Sediment discharge into Lake Malawi is threatening its ecological importance, thereby
inflicting serious socio-economic consequences upon people dependent on this ecosystem.
The discharge is attributed to high rates of erosion in the Lake's catchment, principally
occurring on agricultural land. This study examines how survival strategies, such as
expansion of cultivated farmland and use of low fertilizer application rates, enhance
the likelihood of erosion in the Linthipe River Catchment - one of the Lake's important
river catchments. As such, it shows that the magnitude of erosion is significantly
correlated to the amount of farmland cultivated by estate farmers and smallholders
(r = 0.18, P = 0.03, and r = 0.19, P = 0.003 respectively). The low correlation
coefficients uphold the long-established fact that physical variables such as soil
erodibility (vulnerability of soil to erosion), rainfall erosivity (the potential of
rainfall to cause erosion), and topography, also play major roles in erosion processes.

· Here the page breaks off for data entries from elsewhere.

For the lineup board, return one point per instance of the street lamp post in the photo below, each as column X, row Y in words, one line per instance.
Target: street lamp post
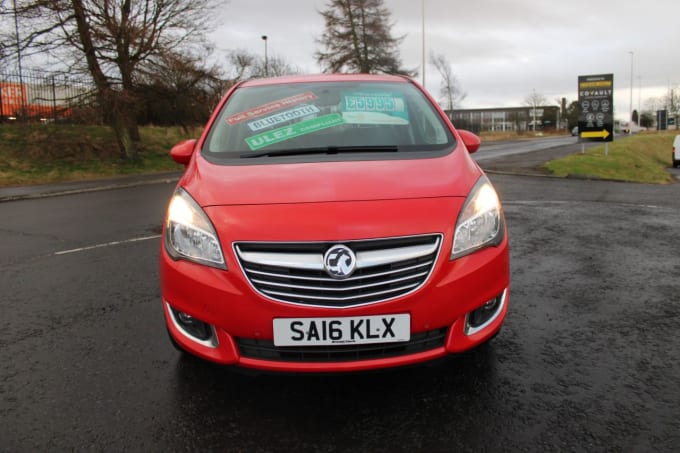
column 424, row 63
column 630, row 128
column 266, row 62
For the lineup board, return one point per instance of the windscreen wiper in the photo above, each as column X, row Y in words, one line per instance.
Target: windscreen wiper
column 323, row 150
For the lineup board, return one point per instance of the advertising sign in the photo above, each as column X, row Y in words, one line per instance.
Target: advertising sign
column 596, row 107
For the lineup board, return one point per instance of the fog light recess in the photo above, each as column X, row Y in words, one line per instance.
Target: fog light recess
column 480, row 318
column 193, row 328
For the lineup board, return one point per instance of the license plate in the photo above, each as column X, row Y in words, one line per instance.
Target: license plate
column 342, row 331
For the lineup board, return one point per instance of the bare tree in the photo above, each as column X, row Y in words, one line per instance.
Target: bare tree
column 112, row 39
column 178, row 89
column 534, row 100
column 358, row 38
column 449, row 88
column 246, row 65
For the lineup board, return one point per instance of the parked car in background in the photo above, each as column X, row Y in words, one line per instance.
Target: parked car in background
column 332, row 223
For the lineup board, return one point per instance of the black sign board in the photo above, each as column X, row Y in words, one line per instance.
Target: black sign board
column 596, row 107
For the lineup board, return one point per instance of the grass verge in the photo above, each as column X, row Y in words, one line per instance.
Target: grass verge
column 37, row 154
column 644, row 157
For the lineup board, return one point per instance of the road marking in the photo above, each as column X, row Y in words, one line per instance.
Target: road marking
column 107, row 244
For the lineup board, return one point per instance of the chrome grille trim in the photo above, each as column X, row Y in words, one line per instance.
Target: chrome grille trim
column 328, row 279
column 294, row 272
column 346, row 288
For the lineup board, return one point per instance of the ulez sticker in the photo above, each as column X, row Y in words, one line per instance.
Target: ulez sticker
column 295, row 130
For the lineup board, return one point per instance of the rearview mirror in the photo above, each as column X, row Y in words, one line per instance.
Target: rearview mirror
column 182, row 152
column 470, row 140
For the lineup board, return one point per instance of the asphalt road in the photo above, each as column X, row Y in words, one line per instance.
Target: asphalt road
column 589, row 358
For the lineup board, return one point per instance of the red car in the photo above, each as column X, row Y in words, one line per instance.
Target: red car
column 332, row 223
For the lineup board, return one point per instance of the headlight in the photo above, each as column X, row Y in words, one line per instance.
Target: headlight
column 480, row 223
column 189, row 234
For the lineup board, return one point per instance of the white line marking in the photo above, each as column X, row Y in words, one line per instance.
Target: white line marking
column 107, row 244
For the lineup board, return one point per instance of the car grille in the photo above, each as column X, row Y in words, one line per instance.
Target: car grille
column 265, row 350
column 295, row 273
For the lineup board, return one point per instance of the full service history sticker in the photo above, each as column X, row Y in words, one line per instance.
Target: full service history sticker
column 295, row 130
column 262, row 110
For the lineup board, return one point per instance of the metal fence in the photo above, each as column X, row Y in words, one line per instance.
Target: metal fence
column 48, row 98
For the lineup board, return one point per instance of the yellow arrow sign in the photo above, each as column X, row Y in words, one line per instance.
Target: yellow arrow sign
column 604, row 133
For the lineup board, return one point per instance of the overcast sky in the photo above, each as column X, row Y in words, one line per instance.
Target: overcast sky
column 500, row 50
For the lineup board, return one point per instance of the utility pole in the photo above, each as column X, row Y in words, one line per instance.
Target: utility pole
column 21, row 77
column 423, row 51
column 630, row 128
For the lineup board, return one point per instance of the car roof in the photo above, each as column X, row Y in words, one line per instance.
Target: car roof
column 327, row 78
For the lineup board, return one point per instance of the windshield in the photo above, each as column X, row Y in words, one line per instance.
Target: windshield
column 331, row 117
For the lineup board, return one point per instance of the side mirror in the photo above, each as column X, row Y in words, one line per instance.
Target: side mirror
column 182, row 152
column 470, row 140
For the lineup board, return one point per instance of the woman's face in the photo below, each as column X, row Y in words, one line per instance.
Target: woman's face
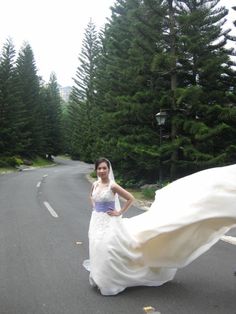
column 102, row 170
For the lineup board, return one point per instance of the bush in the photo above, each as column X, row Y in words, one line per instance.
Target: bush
column 10, row 161
column 149, row 193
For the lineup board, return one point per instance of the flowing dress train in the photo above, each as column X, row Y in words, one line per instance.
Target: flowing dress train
column 186, row 218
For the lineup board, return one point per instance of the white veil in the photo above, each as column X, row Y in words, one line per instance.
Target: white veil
column 112, row 178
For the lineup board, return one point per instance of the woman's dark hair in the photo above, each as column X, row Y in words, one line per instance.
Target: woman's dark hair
column 100, row 160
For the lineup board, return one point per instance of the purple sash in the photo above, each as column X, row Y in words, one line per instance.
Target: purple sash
column 104, row 206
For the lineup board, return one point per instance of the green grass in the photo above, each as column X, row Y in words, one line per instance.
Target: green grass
column 40, row 162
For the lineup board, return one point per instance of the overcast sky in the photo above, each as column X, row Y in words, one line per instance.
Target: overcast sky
column 55, row 30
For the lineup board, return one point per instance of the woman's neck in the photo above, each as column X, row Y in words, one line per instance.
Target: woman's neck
column 105, row 180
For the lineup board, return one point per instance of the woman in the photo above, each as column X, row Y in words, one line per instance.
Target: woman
column 187, row 217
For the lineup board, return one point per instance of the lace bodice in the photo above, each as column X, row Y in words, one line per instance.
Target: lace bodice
column 103, row 197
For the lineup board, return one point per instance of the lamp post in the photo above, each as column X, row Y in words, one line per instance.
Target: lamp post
column 161, row 119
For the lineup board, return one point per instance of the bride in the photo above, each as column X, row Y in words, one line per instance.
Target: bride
column 186, row 218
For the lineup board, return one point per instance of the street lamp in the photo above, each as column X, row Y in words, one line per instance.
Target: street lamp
column 161, row 119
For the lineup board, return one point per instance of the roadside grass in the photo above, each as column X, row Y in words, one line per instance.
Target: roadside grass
column 37, row 162
column 41, row 162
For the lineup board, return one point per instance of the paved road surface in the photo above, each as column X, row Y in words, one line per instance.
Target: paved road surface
column 44, row 217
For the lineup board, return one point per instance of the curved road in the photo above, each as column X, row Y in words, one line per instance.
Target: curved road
column 44, row 217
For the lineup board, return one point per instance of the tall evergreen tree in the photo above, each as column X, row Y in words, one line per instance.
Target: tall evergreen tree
column 82, row 98
column 52, row 118
column 10, row 109
column 28, row 83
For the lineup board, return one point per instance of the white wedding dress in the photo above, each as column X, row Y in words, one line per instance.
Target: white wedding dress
column 187, row 217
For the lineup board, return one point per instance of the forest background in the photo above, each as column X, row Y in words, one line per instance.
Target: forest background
column 152, row 56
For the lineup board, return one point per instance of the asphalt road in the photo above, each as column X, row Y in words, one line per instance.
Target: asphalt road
column 44, row 217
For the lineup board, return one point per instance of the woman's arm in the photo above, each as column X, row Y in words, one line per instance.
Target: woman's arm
column 116, row 188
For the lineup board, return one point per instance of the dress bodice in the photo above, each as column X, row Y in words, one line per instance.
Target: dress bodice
column 103, row 197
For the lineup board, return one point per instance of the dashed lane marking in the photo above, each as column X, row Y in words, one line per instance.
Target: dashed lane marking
column 50, row 209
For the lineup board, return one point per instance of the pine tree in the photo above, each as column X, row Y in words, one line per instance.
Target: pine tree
column 52, row 118
column 10, row 110
column 28, row 83
column 82, row 99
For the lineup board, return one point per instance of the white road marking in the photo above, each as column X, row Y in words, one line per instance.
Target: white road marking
column 229, row 239
column 50, row 209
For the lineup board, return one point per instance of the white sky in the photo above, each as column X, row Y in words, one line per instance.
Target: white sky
column 55, row 30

Nonetheless they do show that area of cultivated land contributes to erosion.
Additionally, the study shows that yields of important crops such as maize and
tobacco are low because of insufficient use of fertilizers. To compensate for the
low yields, farmers rely on extending sizes of land that they cultivate thereby
exposing more land to erosive forces of rainfall. The study, therefore, concludes
that Lake Malawi's biodiversity is under threat. In order to sustain the biodiversity,
it is necessary to eliminate the need to increase farmland by means of agricultural
intensification that incorporates appropriate soil-conservation measures.